False! The sequences for bacterial promotors are not always the same.

Question 25

What is the consensus sequence?

Answer 25

The most common nucleotide sequence in bacterial promotors.

Question 26

What is the relationship between consensus sequence and promotor strength?

Answer 26

The closer the nucleotide sequence to the consensus sequence, the stronger the promotor will be.

If you use the consensus sequence for a promoter, the promotor will be VERY STRONG.

Question 27

What is the name for the -10 position sequence?

Answer 27

Pribnow Box

Question 28

Is core transcription used in bacteria or eukaryotes?

Answer 28

Bacterial transcription

Question 29

What is a closed complex?

Answer 29

This is when the sigma factor binds to the -35 and -10 position sequence at the promoter, which stops the movement of RNA polymerase along DNA. Strands are NOT separated.

Question 30

What makes up the complex in the initiation of bacterial transcription?

Answer 30

RNA polymerase and sigma factor form a complex.

Question 31

What is an open complex?

Answer 31

RNA polymerase changes its shape, which releases sigma factor. RNA polymerase can now separate DNA on its own. RNA polymerase will then move along the gene to make an RNA copy of the template strand.

Question 32

How many RNA polymerases do eukaryotes have? Which produces mrNA?

Answer 32

Pol I, Pol II, and Pol III.

Pol II makes mRNA.

Question 33

What is the transcription called that occurs in eukaryotes?

Answer 33

Basale transcription

Question 34

What does TFIID initially do during the initiation of RNA transcription?

Answer 34

TFIID bings to the TATA box, which recruits other proteins tethering the RNA polymerase to the TATA box.

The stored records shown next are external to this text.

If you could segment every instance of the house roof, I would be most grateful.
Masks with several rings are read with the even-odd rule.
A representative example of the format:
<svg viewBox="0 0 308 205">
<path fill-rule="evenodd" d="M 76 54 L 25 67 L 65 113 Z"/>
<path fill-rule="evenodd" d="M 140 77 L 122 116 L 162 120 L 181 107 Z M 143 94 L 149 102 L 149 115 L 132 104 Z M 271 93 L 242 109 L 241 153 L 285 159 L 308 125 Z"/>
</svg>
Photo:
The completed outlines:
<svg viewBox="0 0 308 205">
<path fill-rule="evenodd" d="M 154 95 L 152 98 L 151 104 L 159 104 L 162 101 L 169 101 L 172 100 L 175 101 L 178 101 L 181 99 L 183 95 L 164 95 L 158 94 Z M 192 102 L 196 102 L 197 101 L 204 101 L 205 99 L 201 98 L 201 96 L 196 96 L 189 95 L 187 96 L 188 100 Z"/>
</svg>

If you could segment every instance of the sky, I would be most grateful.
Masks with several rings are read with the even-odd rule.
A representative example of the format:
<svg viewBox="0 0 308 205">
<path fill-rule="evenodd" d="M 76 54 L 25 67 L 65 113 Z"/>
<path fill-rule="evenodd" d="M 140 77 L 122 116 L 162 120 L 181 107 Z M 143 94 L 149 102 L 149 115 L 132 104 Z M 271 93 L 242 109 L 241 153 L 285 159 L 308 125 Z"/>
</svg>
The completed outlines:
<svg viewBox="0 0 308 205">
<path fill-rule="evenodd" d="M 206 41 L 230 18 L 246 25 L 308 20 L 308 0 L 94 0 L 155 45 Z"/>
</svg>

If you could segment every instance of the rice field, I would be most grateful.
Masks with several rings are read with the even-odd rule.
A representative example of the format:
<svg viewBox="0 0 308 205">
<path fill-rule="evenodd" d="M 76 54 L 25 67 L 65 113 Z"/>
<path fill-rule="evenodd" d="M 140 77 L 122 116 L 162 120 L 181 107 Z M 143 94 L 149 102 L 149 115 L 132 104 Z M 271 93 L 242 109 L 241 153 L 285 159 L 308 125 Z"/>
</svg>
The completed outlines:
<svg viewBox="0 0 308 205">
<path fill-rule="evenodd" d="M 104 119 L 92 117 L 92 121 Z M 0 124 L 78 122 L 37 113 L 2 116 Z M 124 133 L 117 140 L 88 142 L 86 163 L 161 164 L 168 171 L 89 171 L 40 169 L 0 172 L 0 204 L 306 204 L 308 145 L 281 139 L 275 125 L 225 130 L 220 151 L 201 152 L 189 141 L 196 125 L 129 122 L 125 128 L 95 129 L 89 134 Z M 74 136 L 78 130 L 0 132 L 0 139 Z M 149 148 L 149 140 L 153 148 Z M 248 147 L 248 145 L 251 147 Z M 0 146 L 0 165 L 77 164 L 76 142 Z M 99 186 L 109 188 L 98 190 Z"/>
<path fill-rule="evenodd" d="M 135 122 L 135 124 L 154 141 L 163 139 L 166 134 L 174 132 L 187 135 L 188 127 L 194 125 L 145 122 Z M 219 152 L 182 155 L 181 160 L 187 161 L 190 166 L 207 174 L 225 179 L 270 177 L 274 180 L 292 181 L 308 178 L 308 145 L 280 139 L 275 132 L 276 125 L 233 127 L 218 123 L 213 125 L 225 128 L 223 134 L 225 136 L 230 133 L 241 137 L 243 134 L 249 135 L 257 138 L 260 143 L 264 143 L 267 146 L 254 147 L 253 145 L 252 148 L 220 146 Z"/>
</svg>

Another protein and TFIIH bind to RNA polymerase II.

Question 35

What is a kinase?

Answer 35

A protein that recognizes and phosphorylates another molecule, often a protein.

Question 36

What does phosphorylation do?

Answer 36

Causes activation of the protein.

Question 37

What 2 things does TFIIH do in eukaryotic RNA transcription initiation?

Answer 37

1) Acts as a helicase to separate DNA strands (forming an open complex)
2) Acts as a kinase by also phosphorylating RNA poly II

Question 38

What does phosphorylation of RNA poly II do?

Answer 38

It causes a change in shape that releases RNA polymerase from the tether created by the transcription factors. This causes the tether to fall apart and now RNA pol II is free to transcribe.